[19 December 2006]
Having been pushed back several times from its original early 2005 release date, Styles P’s long-awaited second solo album following 2002’s A Gangster and a Gentleman, finally sees the light of day.
Rumors of the album’s delay had been attributed to Styles P’s affiliation with D-Block, a rival to 50 Cent’s G-Unit faction that had been ascertained as having considerable pull with the Interscope parent label. Varying reports of hearsay circulated that Fitty and his crew possessed enough stroke to keep the long-completed album from hitting the streets and its intended listening audience.
Whether or not a beef with one of Interscope’s top acts was responsible for its numerous delays, Time Is Money is a decent sophomore offering. It still leaves room for improvement, especially considering how long it took to polish and eventually release, regardless of rumor-filled rumblings.

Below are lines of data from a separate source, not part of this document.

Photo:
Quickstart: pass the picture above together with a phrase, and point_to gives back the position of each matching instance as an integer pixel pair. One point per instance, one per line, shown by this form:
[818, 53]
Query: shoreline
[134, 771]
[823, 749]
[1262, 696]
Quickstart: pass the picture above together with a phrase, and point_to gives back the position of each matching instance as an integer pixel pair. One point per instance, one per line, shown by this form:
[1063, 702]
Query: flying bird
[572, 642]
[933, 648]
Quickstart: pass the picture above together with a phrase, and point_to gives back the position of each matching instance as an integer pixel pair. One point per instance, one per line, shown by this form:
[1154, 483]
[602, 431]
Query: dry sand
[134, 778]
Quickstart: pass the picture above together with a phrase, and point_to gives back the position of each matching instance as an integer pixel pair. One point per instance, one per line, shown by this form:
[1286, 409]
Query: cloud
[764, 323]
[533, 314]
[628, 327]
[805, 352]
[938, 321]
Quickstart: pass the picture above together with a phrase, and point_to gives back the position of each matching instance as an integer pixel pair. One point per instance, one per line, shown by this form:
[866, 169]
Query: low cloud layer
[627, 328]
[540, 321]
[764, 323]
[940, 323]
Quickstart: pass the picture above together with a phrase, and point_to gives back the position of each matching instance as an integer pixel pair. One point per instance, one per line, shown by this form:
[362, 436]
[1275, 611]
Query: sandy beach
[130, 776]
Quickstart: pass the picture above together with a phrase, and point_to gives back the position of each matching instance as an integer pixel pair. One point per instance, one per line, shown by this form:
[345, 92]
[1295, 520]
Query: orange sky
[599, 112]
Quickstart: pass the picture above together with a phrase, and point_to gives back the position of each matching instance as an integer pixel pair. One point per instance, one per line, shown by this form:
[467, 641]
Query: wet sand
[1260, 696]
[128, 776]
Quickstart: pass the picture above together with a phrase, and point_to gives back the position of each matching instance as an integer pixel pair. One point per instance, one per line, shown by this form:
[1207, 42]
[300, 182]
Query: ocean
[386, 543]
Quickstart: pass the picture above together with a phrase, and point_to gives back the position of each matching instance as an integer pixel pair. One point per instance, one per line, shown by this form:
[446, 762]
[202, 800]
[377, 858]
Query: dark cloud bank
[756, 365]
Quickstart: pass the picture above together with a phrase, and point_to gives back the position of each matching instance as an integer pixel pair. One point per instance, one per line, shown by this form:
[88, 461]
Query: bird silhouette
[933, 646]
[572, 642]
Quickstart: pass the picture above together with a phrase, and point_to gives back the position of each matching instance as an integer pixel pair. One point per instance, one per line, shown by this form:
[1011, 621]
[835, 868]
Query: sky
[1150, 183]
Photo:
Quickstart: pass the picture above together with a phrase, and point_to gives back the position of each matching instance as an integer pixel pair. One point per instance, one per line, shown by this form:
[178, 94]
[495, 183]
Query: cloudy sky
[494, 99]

In spite of boasting a superstar production team comprised of Scott Storch, Lil Jon, Alchemist, and Hi-Tek, many of the tracks on Time Is Money fall short of the high-expectations set for them. At least half of the album’s songs contain more than the required number of head-bobbing beats and Styles’ rhymes are very good. However, Time Is Money‘s production and thematic concepts are inconsistent.
Lyrically, Styles P tackles a range of subjects from the banal, self-aggrandizing, gun-toting “gangsta” fare to moving treatises on struggles with poverty, pride, and rising to life’s more important challenges. Listening to some of Styles’ more mature content makes some of the subject matter concerned with smoking weed and petty beefs over whose rhythm outfit is the greatest seem all the more tired and clichéd.
The opening track, “G-Joint”, is a departure from Styles P’s more spartan style of his first album and features an unlikely sampling of Europe’s “The Final Countdown”. The unexpected element of adding a C-list ‘80s arena rock clip packs a surprising punch and elevates the tune above the standard serving of thug posturing.
In terms of production, Lil Jon’s touch is all over “Can You Believe It”, along with guest vocals by Mario Winans. This cut is a prime example of one of Time Is Money‘s major flaws. The album’s guest artists strip, rather than enhance Styles of a signature sound and space in the spotlight, overpowering many of the songs. While Styles’ writing is adept, his rhymes easily get lost in the shuffle of either the under- or over-produced songs or the sea of guest artists. While some of the songs find a happy medium and very few are out-and-out clunkers, the requisite guest-artists seem to run away with the show at several points throughout.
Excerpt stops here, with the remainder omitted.